Ben Tondeleir said the surgery changed his life.
“I used to live in fear of having a seizure at any time, which made me feel like I had no control of my own life. Even falling asleep was frightening because I didn’t know if I would wake up days or weeks later in ICU, or not wake up at all,” Mr Tondeleir said.
“It was a relief to be awake during the surgery because it gave me a sense of reassurance because after each of my previous operations, I ended up in Intensive Care from having to be put in an induced coma.
“Epilepsy had always been like a fence that kept me on the sidelines, watching other people living normal lives. The doctors and nurses who performed my operation opened a gate for me, so I can live life to the fullest. I’m so grateful to all of the team.”
Mater’s Advanced Epilepsy Service has been conducting corrective neurosurgery to treat epileptic seizures for six years. It is a fully public service, with treatment available to all eligible patients living with epilepsy in Queensland.

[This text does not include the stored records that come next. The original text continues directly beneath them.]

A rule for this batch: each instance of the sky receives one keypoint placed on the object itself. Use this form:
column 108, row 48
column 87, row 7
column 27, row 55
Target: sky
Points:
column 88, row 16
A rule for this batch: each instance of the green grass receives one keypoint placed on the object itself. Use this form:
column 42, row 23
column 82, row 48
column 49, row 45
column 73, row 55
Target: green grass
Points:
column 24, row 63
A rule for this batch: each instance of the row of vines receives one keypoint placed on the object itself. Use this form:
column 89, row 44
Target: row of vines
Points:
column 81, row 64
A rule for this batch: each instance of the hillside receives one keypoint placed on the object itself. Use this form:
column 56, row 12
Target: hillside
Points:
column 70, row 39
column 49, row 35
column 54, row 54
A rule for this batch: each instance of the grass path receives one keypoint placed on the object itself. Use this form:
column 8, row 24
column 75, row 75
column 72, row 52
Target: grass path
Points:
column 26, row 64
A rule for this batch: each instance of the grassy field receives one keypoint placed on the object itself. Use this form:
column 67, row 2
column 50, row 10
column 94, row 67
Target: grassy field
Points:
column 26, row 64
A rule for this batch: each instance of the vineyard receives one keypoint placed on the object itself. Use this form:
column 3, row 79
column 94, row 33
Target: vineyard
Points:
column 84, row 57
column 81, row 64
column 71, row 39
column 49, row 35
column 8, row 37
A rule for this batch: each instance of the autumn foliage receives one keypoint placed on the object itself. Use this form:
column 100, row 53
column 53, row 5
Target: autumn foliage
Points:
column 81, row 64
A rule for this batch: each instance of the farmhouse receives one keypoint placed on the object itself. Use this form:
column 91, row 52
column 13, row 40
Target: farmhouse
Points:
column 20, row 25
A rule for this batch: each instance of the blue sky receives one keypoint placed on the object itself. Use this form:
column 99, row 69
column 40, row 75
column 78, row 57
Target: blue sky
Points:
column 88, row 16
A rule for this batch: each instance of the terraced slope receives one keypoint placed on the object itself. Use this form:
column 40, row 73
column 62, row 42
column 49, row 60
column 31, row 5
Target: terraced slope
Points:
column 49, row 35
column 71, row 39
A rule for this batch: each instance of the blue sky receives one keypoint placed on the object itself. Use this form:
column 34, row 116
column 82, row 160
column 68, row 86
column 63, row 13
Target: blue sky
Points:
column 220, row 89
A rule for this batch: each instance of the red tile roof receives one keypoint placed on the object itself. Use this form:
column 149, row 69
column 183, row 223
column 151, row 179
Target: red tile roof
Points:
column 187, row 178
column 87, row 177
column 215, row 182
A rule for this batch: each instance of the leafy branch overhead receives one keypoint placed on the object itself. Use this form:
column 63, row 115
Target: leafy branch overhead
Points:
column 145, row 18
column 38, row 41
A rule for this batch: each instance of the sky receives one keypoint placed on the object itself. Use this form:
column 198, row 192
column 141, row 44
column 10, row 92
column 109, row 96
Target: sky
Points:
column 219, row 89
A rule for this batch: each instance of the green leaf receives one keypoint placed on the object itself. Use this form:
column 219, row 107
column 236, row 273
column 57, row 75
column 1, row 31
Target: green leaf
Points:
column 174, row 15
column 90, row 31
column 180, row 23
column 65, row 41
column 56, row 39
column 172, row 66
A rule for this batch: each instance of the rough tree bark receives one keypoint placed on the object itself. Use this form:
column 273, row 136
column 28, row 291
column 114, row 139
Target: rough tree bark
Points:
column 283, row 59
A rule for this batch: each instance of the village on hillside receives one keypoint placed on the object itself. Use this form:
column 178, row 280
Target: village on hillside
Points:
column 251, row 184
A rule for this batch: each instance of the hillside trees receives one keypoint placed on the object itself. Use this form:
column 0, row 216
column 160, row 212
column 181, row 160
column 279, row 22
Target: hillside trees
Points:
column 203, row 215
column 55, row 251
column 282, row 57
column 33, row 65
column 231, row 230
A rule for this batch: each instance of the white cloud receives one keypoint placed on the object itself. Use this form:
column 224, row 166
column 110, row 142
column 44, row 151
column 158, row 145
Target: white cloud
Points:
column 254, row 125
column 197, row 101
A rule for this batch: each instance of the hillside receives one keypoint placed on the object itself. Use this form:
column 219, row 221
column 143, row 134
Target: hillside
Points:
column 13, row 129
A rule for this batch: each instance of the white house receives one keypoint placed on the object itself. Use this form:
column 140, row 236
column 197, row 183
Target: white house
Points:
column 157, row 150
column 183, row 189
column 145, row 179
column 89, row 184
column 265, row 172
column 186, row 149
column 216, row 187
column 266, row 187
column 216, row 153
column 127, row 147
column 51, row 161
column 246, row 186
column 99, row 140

The team first uses stealth navigation, intraoperative EEG (brainwave) recordings and brain stimulation to pinpoint the part of the brain that is causing seizures, and then the surgical team removes the problematic tissue.
According to Epilepsy Queensland one in ten Australians will be affected by epilepsy at some point in their life.
A third of this group will not achieve freedom from seizures with medication and may require surgery.
More than 30,000 Queenslanders currently live with an active diagnosis of epilepsy and approximately a third of this group will not achieve freedom from seizures with medication and may require surgery.